New Delhi, Feb 28: It was not something that happened within the four walls of a house. That is the beauty of social media -- you say something and the world is there to witness it. We all got to read and thereafter many among us reacted too, when an articulate minister in Prime Minister Narendra Modi's Cabinet, a retired star cricketer and Bollywood actor decided to troll a young woman on social media.
The woman in question is Gurmehar Kaur, the 20-year-old Delhi University student, who decided to protest against the alleged violence unleashed by members of the Akhil Bharatiya Vidyarthi Parishad on students affiliated to left-wing organisations on her Facebook page recently.

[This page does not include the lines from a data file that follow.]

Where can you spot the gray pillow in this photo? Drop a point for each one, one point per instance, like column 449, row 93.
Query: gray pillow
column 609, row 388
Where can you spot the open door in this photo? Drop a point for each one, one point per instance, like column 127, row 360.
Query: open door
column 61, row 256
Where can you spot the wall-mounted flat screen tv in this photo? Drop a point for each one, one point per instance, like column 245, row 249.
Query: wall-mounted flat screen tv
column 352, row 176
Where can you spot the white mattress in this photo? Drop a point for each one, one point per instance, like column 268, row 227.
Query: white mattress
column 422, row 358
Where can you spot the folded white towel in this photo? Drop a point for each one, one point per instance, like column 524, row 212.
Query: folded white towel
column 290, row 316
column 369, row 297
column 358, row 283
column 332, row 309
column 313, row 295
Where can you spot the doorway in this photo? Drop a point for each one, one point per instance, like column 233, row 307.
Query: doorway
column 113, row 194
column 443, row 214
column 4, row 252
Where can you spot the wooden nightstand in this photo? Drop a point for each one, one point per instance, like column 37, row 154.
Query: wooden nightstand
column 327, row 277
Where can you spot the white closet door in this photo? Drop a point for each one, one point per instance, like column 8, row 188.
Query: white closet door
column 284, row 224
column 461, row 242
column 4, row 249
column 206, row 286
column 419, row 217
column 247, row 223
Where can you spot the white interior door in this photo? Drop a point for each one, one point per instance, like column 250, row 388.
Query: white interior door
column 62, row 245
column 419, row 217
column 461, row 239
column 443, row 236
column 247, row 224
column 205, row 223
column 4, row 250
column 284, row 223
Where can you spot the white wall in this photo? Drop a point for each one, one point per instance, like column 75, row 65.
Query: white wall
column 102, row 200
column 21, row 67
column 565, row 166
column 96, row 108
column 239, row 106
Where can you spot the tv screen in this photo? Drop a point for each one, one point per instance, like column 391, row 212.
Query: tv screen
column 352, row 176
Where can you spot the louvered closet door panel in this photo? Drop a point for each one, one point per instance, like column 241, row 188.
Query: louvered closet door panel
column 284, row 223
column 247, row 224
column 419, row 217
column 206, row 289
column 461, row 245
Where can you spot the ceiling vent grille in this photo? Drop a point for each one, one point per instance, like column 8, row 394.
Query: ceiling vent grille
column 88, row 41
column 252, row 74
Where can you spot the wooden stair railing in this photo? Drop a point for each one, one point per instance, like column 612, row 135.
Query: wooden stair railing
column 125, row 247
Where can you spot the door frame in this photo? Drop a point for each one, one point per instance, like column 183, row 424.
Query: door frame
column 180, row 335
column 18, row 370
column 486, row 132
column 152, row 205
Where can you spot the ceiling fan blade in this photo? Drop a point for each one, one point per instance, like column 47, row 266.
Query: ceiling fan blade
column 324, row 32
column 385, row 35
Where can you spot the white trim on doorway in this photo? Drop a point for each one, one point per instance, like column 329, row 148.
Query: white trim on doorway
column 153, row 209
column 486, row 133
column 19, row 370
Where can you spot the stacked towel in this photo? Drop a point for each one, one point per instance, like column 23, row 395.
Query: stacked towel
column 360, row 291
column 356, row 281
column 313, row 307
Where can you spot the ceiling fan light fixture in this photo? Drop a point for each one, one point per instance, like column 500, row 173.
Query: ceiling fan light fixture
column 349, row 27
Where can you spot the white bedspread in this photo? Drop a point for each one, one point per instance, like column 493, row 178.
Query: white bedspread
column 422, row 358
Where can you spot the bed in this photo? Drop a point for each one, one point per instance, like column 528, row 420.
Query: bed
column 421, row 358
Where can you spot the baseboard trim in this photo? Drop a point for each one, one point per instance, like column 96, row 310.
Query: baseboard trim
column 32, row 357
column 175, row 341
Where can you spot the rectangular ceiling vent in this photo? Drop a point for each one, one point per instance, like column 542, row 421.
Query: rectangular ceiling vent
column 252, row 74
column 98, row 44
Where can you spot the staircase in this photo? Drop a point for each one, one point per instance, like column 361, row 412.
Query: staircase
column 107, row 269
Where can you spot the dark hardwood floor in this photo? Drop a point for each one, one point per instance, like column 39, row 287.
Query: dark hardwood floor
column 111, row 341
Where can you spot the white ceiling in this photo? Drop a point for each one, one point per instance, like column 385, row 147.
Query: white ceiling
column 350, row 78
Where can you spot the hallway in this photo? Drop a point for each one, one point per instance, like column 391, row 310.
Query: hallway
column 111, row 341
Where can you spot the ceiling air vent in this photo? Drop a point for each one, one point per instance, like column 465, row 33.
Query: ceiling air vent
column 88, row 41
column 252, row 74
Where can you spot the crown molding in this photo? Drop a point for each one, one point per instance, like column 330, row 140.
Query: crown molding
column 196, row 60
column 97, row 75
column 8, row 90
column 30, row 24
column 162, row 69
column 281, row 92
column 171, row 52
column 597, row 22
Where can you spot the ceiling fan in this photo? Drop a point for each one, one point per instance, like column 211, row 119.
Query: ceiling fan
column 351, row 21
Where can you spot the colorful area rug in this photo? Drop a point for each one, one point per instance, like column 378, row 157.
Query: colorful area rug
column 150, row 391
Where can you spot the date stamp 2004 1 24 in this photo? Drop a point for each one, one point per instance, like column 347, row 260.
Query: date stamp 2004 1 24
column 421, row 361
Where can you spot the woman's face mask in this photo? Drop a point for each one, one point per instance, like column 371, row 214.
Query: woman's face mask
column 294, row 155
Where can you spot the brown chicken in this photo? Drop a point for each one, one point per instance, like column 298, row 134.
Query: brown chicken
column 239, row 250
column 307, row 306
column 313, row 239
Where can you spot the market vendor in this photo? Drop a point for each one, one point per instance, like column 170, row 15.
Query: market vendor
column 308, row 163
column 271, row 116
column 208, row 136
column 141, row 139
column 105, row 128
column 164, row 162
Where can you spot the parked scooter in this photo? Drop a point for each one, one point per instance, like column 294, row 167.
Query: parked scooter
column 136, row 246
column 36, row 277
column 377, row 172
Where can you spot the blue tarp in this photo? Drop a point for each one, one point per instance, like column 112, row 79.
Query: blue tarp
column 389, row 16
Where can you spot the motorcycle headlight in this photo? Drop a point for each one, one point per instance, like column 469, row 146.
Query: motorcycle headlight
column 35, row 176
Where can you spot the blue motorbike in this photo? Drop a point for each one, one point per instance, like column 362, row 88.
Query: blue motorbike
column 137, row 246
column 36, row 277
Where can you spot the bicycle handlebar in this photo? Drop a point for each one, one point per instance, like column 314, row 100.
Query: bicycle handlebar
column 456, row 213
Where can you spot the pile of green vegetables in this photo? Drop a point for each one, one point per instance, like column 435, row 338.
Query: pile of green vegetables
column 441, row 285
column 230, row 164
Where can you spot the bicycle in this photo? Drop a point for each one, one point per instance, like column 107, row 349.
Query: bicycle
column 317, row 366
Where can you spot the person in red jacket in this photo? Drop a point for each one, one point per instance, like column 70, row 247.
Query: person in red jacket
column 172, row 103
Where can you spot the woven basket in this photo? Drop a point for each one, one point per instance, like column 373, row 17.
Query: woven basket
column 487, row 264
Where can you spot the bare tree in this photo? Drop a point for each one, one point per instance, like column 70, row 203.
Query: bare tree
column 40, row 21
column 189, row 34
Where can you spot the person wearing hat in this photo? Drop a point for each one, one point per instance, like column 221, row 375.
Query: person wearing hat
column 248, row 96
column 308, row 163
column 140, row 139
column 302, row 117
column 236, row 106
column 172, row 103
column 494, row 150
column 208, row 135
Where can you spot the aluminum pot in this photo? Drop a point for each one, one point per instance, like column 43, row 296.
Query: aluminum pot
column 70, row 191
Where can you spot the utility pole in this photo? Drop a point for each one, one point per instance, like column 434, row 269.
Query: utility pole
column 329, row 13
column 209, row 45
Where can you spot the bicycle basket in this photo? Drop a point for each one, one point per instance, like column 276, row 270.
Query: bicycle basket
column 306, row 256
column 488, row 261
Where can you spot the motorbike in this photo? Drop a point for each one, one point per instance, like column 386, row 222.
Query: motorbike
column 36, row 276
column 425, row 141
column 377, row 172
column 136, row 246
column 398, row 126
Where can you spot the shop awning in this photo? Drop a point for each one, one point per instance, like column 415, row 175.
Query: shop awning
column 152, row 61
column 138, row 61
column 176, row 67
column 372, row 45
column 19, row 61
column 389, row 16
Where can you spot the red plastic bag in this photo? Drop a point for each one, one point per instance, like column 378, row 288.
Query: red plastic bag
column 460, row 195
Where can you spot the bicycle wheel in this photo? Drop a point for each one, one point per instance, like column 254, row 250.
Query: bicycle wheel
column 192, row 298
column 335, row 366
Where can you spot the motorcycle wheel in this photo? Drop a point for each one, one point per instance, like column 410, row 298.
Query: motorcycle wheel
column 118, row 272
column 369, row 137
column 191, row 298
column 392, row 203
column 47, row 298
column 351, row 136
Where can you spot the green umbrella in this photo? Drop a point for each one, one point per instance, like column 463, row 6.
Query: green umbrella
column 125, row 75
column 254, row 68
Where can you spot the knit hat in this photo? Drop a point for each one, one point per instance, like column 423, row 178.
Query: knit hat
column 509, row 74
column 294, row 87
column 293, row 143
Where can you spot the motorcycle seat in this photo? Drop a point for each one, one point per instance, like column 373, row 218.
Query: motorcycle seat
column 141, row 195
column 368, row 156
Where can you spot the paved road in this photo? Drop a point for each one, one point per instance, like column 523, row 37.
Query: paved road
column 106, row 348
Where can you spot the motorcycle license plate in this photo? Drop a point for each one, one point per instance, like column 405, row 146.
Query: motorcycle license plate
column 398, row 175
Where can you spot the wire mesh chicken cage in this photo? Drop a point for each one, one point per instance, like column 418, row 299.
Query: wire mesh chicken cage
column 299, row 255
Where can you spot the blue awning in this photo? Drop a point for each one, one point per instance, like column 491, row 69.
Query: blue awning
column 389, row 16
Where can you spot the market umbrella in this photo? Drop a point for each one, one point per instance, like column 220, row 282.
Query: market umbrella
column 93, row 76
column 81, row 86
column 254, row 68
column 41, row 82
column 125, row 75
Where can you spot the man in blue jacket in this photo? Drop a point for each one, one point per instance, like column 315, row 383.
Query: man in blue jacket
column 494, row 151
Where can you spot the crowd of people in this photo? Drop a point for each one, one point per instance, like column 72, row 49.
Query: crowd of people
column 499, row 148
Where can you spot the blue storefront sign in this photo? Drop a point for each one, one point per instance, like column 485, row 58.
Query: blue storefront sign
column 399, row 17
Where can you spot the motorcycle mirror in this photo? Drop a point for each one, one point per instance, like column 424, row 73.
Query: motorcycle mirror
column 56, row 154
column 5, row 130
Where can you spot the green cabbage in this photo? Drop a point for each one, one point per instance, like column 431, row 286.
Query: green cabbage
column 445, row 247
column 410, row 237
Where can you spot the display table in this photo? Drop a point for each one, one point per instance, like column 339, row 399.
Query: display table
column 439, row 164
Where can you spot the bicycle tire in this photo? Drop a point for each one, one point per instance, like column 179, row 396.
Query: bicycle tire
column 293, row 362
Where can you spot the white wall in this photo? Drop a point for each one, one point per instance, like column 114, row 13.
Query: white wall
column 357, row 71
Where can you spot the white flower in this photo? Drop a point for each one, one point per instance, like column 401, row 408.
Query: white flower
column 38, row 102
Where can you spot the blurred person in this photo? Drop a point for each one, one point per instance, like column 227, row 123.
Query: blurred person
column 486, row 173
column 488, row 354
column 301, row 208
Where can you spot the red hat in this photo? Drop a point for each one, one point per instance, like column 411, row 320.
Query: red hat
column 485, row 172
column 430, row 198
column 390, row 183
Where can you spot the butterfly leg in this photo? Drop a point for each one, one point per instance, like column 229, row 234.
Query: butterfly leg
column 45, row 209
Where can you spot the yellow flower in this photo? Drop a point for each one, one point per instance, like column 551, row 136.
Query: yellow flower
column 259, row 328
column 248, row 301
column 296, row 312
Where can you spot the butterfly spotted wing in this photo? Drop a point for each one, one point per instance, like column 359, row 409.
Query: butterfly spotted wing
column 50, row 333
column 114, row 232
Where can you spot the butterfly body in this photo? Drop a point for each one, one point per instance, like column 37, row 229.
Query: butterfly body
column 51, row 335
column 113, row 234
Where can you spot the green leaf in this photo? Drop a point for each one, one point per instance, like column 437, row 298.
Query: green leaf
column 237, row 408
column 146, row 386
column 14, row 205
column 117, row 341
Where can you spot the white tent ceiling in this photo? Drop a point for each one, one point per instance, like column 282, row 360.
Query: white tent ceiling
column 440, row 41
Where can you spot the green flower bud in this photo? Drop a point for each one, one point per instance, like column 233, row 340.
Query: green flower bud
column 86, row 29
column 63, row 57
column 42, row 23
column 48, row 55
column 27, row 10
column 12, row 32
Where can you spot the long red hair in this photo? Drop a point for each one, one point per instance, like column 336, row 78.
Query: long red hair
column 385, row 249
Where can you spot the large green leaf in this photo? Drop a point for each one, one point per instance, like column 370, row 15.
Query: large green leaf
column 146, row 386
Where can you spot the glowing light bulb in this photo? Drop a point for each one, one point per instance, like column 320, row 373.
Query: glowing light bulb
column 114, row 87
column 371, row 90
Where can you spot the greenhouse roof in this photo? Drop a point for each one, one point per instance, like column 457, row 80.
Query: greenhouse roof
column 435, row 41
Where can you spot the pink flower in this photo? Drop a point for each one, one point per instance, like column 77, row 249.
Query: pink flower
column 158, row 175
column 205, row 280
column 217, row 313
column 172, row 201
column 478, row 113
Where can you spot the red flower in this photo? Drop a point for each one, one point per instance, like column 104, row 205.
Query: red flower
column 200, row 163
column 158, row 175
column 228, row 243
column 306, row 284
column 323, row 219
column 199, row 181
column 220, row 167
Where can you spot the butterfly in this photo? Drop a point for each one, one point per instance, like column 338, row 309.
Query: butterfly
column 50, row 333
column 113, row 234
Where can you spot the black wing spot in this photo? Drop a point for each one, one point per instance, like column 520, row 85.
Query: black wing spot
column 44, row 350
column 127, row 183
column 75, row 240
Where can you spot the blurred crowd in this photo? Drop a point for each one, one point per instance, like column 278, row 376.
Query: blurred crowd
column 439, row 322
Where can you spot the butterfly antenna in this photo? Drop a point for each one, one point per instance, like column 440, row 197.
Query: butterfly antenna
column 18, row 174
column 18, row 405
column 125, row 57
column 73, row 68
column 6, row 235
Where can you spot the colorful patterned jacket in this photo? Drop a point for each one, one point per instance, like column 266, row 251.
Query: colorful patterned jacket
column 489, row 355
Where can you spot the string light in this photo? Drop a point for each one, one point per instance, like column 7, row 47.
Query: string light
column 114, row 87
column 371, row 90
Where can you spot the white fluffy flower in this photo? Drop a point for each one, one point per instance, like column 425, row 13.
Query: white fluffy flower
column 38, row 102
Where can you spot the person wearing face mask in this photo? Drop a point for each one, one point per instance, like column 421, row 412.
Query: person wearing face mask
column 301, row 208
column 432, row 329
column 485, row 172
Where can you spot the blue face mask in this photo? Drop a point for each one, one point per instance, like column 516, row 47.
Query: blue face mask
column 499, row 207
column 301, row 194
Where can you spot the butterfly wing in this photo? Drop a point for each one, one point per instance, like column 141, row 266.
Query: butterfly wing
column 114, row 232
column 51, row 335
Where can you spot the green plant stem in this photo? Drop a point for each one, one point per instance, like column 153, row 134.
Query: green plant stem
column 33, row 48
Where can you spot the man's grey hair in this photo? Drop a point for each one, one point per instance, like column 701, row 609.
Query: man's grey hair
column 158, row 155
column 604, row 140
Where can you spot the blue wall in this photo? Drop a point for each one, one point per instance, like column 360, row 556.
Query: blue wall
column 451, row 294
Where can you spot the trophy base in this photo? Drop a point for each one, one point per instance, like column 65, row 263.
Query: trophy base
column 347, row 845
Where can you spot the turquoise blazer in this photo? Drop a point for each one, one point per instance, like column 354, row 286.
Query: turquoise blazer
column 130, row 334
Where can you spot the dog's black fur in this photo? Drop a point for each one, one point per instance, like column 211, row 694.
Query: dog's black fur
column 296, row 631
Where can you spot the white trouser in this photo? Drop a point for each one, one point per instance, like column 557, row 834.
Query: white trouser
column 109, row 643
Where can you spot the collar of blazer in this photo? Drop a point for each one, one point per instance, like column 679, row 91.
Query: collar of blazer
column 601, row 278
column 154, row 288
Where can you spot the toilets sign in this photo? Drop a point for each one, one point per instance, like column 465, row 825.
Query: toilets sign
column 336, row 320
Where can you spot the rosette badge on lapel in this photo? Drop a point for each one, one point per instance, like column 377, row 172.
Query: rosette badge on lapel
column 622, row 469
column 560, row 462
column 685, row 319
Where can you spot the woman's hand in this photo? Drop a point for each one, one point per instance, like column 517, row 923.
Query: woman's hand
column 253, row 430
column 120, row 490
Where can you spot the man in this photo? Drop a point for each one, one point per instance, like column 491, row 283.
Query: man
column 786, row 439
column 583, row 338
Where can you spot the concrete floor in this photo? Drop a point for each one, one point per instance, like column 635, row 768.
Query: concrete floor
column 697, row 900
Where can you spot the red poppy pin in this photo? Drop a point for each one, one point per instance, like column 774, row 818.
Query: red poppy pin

The moment Gurmehar decided to speak her mind on social media -- with a strong message against the violent incident that occurred on Ramjas College campus recently -- all hell broke loose. From trolling by former Indian star batsman Virender Shewag on Twitter to questions raised on her 'love for the nation' by Union Minister Kiren Rijiju --Gurmehar's name has become the most uttered word in all television channels. The unabated attack on her did not stop at that, the brave girl has also received rape threats on social media.
Gurmehar's episode has once again highlighted why Indian men don't like women speaking loud and clear. Either they ignore their views or get so outraged that they go ahead and warn them with rape threats. It is not just our regular men in question, even our ministers and stars don't like women speaking on sensitive issues. After all, men are ruling the nation (remember how Lalu Prasad Yadav, Mulayam Singh Yadav and their likes vehemently oppose 33 percent reservation of women in Parliament).
This kind of opposition is nothing, but deep-rooted patriarchy in our society. Perhaps that is why not any well-known woman personality has come out in support of Gurmehar. Because supporting her means welcoming trouble of grave consequences.
After enduring constant bullying, Gurmehar too has decided to back off from her lonely fight. In fact, the 20-year-old student, whose father Captain Mandeep Singh died during the Kargil war, has decided not to be a part of a protest rally hosted against the ABVP by left-wing groups from Delhi University and Jawaharlal Nehru University on Tuesday.
That is how India silences its 'female' voices when the prime minister is regularly talking about one of his pet projects -- Beti Bachao, Beti Padhao.